As COVID sales crater, Pfizer takes $5.6B in inventory write-offs on Paxlovid, Comirnaty

For Pfizer, several years of pandemic megaprofits have soured as overstocked COVID-19 drugs and vaccines take a major toll on the drug behemoth’s financials.

In the third quarter of 2023, Pfizer recorded $5.6 billion in coronavirus-related inventory write-offs and other charges, plus a $4.2 billion revenue reversal tied to the planned return of some 7.9 million Paxlovid doses from the U.S. government.

Concerning the inventory write-offs, $4.7 billion of the sum is tied to Pfizer’s antiviral Paxlovid, with the remaining $900 million stemming from the company’s BioNTech-partnered mRNA vaccine Comirnaty, Pfizer said Tuesday.

The company wrote down the value of its inventory because the drug and vaccine supplies were expected to go unused or declined in value.

Both products “meaningfully underperformed” in the third quarter amid “already tempered expectations,” Third Bridge’s lead healthcare analyst Lee Brown wrote in a note to clients Tuesday.

The charges came as Pfizer reported $13.23 billion in revenues for the quarter, down 42% from $22.64 billion during the same period in 2022.

With the inventory write-offs in the mix, Pfizer expects cost of sales to account for 41% to 43% of its revenues this year, up significantly from a previous range of 28% to 30%.

COVID-related inventory write-offs have become somewhat common in the last year as the pandemic has eased—largely because of the industry's massive effort to scale up vaccine production before the decline in vaccine and antiviral demand.

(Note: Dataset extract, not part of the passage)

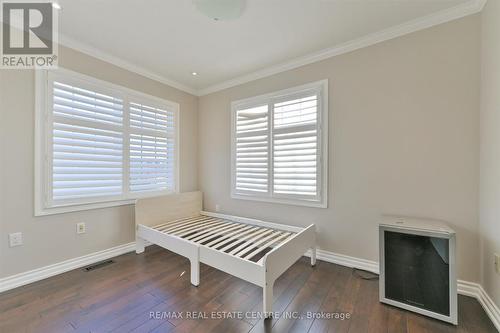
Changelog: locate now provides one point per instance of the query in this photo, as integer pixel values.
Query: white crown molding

Pfizer’s rough quarter was largely to be expected, continuing a downward trend for all COVID-19 pandemic players over the last few months. The company recently lowered its 2023 revenue projection by $9 billion.

To weather the sales storm, Pfizer earlier this month announced an “enterprise-wide cost realignment program,” which aims to slice $3.5 billion in annual costs by the end of 2024, including $1 billion expected this year.

Meanwhile, the COVID overstock wasn't Pfizer’s only manufacturing-related cost concern in the third quarter. In recent months, the company has been overseeing recovery efforts at its facility in Rocky Mount, North Carolina, after a devastating tornado struck the facility in July.

During the quarter, Pfizer logged additional adjustments to cost of sales of $216 million, which primarily included $209 million in inventory losses and overhead costs during the facility’s closure and incremental costs related to tornado damage.